賀川サッカーライブラリー Home > Stories > >バルセロナのエレラ監督

バルセロナのエレラ監督

 この両チームの対抗ぶりを見ると、わたしは1960年代のあるエピソードを思い出す。それはアルゼンチン生まれのエレニオ・エレラ(HELENIO HERERA)のことだ。

 1916年生まれだから、わたしより8歳年長の彼は、18歳のとき、故郷アルゼンチンから両親とともにフランスに移り、帰化したのち、レッド・スターでプロのキャリアをスタート。いくつかのチームでプレーしたのち、1945年にコーチとなる。

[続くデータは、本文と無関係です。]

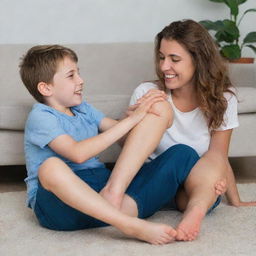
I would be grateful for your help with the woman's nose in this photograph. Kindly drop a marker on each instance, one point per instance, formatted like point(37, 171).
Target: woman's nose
point(165, 65)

古巣のレッド・スターやストード・フランスなどでの指導経験のあと、スペインに移ってアトレティコ・マドリー、バリャドリー、マラガ、コルーナ、セビリアなどで実績をあげ、それを見込まれてバルセロナの監督となる。

 ときはレアル・マドリーの黄金時代。ミゲル・ムニョス監督のレアルはディ・ステファノを軸とする強力チームだったが、バルセロナは、スペイン・リーグでレアルを押さえて1958−59シーズンに優勝した。国王杯(COPA del REY)にも勝って、二冠のバルセロナは、次の1959−60シーズンのヨーロッパ・チャンピオンズ・カップに出場した。

 エレラ監督の誇るFWラインは“伝統的”名手のクバラに、無敵のハンガリー、あの50年代のマジャール軍団の点取り屋、コチスと彼の仲間ジボール。“小さなブラジル人”と呼ばれたストライカーのエバリスト、さらにはスペインの生んだ最高のインサイド・レフト、ルイス・スワレスらがいた。

 スペインの2タイトルと欧州のタイトルのトリプル・クラウンをめざすバルセロナの前に、またまたレアルが現れた。1955−56シーズンの第1回から4年連続してヨーロッパ・チャンピオンズカップを制していたレアルは、前回優勝の資格で参加し、準々決勝でバルサと対戦した。
 結果は3−1、3−1、檜舞台に強いレアルの圧勝だった。